The Foundation. It’s a political thriller about a think tank with some pretty crazy plans to start a war between the United States and China and to take over America. It’s really the most fun you can have with your pants on.

What foods do the characters eat?

I had to think long and hard about this one. There’s definitely a lot of drinking… One character is a recovering alcoholic and another has a passing obsession with whisky, but nobody seems to do much eating. Maybe beer nuts?
In fact, I did a search on the manuscript for ‘eating’. It turned up eight results: seven ‘beating’ and one ‘eating’. I guess food isn’t on your mind when you’re in the middle of all those explosions and all that intrigue!

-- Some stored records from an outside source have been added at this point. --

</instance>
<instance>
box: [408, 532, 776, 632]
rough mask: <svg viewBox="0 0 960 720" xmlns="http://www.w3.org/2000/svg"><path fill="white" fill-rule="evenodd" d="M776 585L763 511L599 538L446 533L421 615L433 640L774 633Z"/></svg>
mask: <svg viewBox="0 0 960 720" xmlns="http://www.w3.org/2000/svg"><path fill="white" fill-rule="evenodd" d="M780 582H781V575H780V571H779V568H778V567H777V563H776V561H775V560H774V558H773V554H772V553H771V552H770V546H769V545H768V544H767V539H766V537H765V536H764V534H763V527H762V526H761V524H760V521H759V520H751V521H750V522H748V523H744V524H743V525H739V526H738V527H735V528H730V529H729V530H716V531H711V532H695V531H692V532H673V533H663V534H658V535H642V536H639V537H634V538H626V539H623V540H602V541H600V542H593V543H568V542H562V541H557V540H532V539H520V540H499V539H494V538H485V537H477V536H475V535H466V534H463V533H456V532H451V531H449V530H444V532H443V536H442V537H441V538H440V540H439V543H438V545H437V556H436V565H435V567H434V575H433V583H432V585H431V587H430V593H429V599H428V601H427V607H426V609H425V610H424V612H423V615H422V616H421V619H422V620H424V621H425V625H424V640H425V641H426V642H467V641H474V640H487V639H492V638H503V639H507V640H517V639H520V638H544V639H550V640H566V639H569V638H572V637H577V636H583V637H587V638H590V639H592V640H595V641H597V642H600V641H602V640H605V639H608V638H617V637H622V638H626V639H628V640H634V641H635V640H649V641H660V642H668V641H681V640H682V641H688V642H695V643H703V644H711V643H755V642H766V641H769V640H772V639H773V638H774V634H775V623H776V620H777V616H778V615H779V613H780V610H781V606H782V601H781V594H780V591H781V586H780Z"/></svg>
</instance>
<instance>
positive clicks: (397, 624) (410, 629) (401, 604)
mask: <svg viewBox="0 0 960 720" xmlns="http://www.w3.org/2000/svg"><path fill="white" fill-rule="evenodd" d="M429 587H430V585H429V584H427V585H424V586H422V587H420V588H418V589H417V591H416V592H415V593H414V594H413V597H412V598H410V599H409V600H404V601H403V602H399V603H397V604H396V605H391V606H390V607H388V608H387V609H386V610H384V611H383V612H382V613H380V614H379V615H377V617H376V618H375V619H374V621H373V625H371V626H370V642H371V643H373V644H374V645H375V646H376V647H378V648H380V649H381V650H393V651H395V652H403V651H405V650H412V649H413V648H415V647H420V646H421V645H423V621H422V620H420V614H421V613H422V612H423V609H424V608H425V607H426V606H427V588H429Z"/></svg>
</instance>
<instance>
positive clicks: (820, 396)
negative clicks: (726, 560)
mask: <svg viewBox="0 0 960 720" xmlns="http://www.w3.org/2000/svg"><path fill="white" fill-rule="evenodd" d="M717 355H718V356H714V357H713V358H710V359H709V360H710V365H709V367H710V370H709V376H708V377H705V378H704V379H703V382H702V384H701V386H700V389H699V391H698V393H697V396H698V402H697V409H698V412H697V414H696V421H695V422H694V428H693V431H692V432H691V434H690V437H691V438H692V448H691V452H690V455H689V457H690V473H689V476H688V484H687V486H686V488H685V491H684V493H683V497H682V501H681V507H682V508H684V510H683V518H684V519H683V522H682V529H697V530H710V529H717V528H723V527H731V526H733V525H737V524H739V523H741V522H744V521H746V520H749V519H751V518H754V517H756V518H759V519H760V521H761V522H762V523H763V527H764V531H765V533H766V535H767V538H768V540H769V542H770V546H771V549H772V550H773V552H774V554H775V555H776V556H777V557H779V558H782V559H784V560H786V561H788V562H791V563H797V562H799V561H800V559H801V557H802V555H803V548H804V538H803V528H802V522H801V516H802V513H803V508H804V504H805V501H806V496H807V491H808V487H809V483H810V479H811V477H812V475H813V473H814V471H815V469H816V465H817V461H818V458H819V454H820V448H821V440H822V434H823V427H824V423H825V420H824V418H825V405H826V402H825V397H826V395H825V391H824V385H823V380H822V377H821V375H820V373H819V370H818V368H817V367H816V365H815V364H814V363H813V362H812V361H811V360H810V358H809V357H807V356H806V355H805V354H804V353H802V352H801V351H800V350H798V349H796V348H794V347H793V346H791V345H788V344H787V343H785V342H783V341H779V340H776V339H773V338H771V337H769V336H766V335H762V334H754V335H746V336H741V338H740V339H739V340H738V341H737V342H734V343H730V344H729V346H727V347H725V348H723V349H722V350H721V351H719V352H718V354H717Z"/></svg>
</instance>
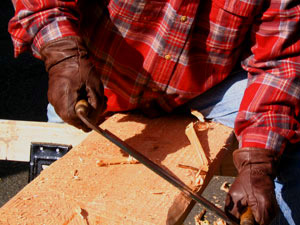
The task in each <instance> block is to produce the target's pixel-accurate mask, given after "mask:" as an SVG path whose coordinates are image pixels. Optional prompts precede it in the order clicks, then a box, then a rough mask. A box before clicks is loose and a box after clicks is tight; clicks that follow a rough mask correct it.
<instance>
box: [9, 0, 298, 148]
mask: <svg viewBox="0 0 300 225" xmlns="http://www.w3.org/2000/svg"><path fill="white" fill-rule="evenodd" d="M13 3H14V6H15V10H16V13H15V16H14V17H13V18H12V19H11V21H10V23H9V32H10V33H11V36H12V39H13V43H14V47H15V55H16V56H17V55H19V54H20V53H21V52H24V51H26V50H29V51H32V52H33V54H34V55H35V56H36V57H39V49H40V47H41V46H42V45H43V44H44V43H46V42H48V41H49V40H53V39H56V38H59V37H64V36H70V35H79V36H81V37H82V38H83V39H84V40H85V41H86V44H87V47H88V48H89V50H90V53H91V56H92V60H93V63H94V64H95V66H96V68H97V69H98V71H99V74H101V79H102V81H103V83H104V85H105V93H106V95H107V97H108V110H111V111H122V110H130V109H134V108H137V107H139V106H141V105H144V106H147V104H148V103H149V102H150V101H152V100H155V101H156V102H157V103H159V105H160V106H161V107H162V108H163V109H165V110H166V111H171V110H172V109H173V108H175V107H177V106H179V105H182V104H183V103H185V102H186V101H188V100H190V99H192V98H194V97H195V96H197V95H199V94H201V93H203V92H205V91H206V90H208V89H210V88H211V87H213V86H214V85H216V84H218V83H219V82H221V81H222V80H224V79H225V78H226V77H227V76H228V75H229V74H230V72H232V69H233V68H234V66H235V65H236V64H237V63H239V64H240V63H241V64H242V66H243V68H244V69H245V70H247V71H248V72H249V73H248V74H249V85H248V88H247V89H246V92H245V95H244V98H243V101H242V104H241V107H240V111H239V114H238V117H237V119H236V124H235V125H236V127H235V131H236V134H237V135H238V138H239V140H240V146H241V147H261V148H267V149H275V150H277V151H279V152H282V150H283V149H284V147H285V145H286V143H287V142H299V140H300V129H299V127H300V126H299V109H300V107H299V96H300V41H299V36H300V30H299V28H300V3H299V0H155V1H152V0H102V1H101V0H89V1H83V0H82V1H78V2H77V0H60V1H58V0H13Z"/></svg>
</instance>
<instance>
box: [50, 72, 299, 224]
mask: <svg viewBox="0 0 300 225" xmlns="http://www.w3.org/2000/svg"><path fill="white" fill-rule="evenodd" d="M246 86H247V73H246V72H245V71H239V72H235V73H233V74H232V76H230V77H229V78H227V79H226V80H225V81H224V82H222V83H221V84H219V85H217V86H215V87H214V88H212V89H211V90H209V91H207V92H206V93H204V94H202V95H200V96H198V97H196V98H195V99H193V100H192V101H190V102H188V103H187V104H186V105H185V107H187V108H192V109H197V110H198V111H200V112H201V113H202V114H203V116H204V117H205V118H206V119H208V120H212V121H215V122H219V123H222V124H224V125H226V126H229V127H233V126H234V120H235V117H236V115H237V112H238V109H239V106H240V102H241V100H242V98H243V94H244V91H245V89H246ZM47 116H48V122H55V123H61V122H63V121H62V120H61V119H60V117H59V116H58V115H57V114H56V112H55V110H54V108H53V106H52V105H50V104H49V105H48V112H47ZM298 146H299V148H298V149H299V150H300V144H298ZM299 150H298V151H285V152H284V154H283V156H282V159H281V162H280V165H279V168H280V171H279V175H278V177H277V178H276V179H275V192H276V197H277V201H278V204H279V207H280V209H281V211H280V212H279V214H278V216H277V217H276V218H275V220H274V221H273V223H272V225H284V224H290V225H293V224H300V179H298V178H300V151H299Z"/></svg>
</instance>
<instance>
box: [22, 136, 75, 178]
mask: <svg viewBox="0 0 300 225" xmlns="http://www.w3.org/2000/svg"><path fill="white" fill-rule="evenodd" d="M71 148H72V145H62V144H54V143H39V142H32V143H31V147H30V168H29V179H28V182H31V181H32V180H33V179H34V178H36V177H37V176H38V175H39V174H40V173H41V171H42V170H43V169H44V168H45V167H46V166H49V165H50V164H51V163H53V162H55V161H56V160H58V159H60V158H61V157H63V156H64V155H65V154H66V153H67V152H68V151H69V150H70V149H71Z"/></svg>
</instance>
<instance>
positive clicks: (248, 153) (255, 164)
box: [225, 148, 278, 225]
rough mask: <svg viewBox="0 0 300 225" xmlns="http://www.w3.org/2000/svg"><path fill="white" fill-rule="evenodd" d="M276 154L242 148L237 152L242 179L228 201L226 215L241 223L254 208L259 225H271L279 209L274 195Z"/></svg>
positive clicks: (227, 195) (238, 164)
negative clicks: (270, 223) (246, 215)
mask: <svg viewBox="0 0 300 225" xmlns="http://www.w3.org/2000/svg"><path fill="white" fill-rule="evenodd" d="M276 158H277V156H276V154H275V152H273V151H272V150H268V149H260V148H242V149H238V150H236V151H234V152H233V161H234V164H235V166H236V168H237V170H238V172H239V175H238V176H237V178H236V179H235V181H234V182H233V184H232V185H231V188H230V190H229V193H228V195H227V198H226V204H225V211H226V213H227V214H228V215H229V216H230V217H232V218H234V219H236V220H238V218H240V217H241V215H242V213H243V212H244V211H245V209H246V208H247V207H250V208H251V210H252V214H253V216H254V218H255V220H256V222H257V223H259V224H260V225H267V224H269V223H270V222H271V221H272V219H273V218H274V217H275V215H276V213H277V210H278V205H277V201H276V197H275V191H274V178H275V175H276V168H275V163H276V160H277V159H276Z"/></svg>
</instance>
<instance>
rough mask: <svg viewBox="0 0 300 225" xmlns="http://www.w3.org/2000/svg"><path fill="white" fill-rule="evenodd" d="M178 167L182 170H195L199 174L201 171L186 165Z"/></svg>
mask: <svg viewBox="0 0 300 225" xmlns="http://www.w3.org/2000/svg"><path fill="white" fill-rule="evenodd" d="M177 167H179V168H182V169H189V170H194V171H197V172H198V171H199V169H197V168H196V167H193V166H188V165H184V164H177Z"/></svg>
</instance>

What do you love most about this book?

I love a few things about it.
Firstly, the pace of it. It was fast when I submitted it, but my editor has helped to turn it from a Volvo into a Lamborghini. It was a lot of fun to write in such a rhythm. I’m about a quarter finished on the sequel, and it’s even better.
Secondly, I love that the characters have such fun arcs. A lot of thrillers have cardboard cutouts. My point of view goodies (Jack, Ernest) and baddies (Chen, Michelle) all have their own story, personality, joy and despair.
Finally, in terms of themes, I achieved what I wanted to, which was to tackle the consequences of the shift in political power away from elected representatives and towards think tanks, media barons and multinational corporations.

Where can readers find it?

The Foundation was released on September 11 where all good ebooks are sold.

Amazon, iBooks, Momentum and other e platforms


Recipe: Gumbo!

Ingredients – ‘Rub’ for seafood
-2 tsp paprika, salt, garlic powder

-1 tsp black pepper, onion powder, cayenne pepper, oregano, thyme

Ingredients – Gumbo

-500g salmon (plus whatever other seafood you like… prawns, crab…)
-500g okra (chopped with tip and head removed)
-2 medium tomatos (chopped)
-2 celery sticks (chopped)
-1 small green capsicum (chopped)
-1 large onion (diced)
-2 cloves garlic
-1 litre stock (I use vegetable)
-2 cups white rice
-Chilli sauce
-Bay leaves
-Cayenne pepper


Get oil hot at medium heat
1. Add okra, salt, cayenne pepper
2. Stir constantly for about 10 minutes
3. Add onion, tomato, capsicum, celery, more salt, more cayenne pepper
4. Stir pretty often for 20 minutes
5. Season any fish
6. Add fish, garlic and a few bay leaves
7. Stir it around a bit for 2 minutes
8. Add stock, bring to boil, then simmer
9. Stir occasionally and simmer for about 15 minutes
10. Season any prawns and other seafood then add to pan, cook for another 5 mins (skip step if only using fish)
11. Stir in chilli sauce, remove bay leaves, serve with rice.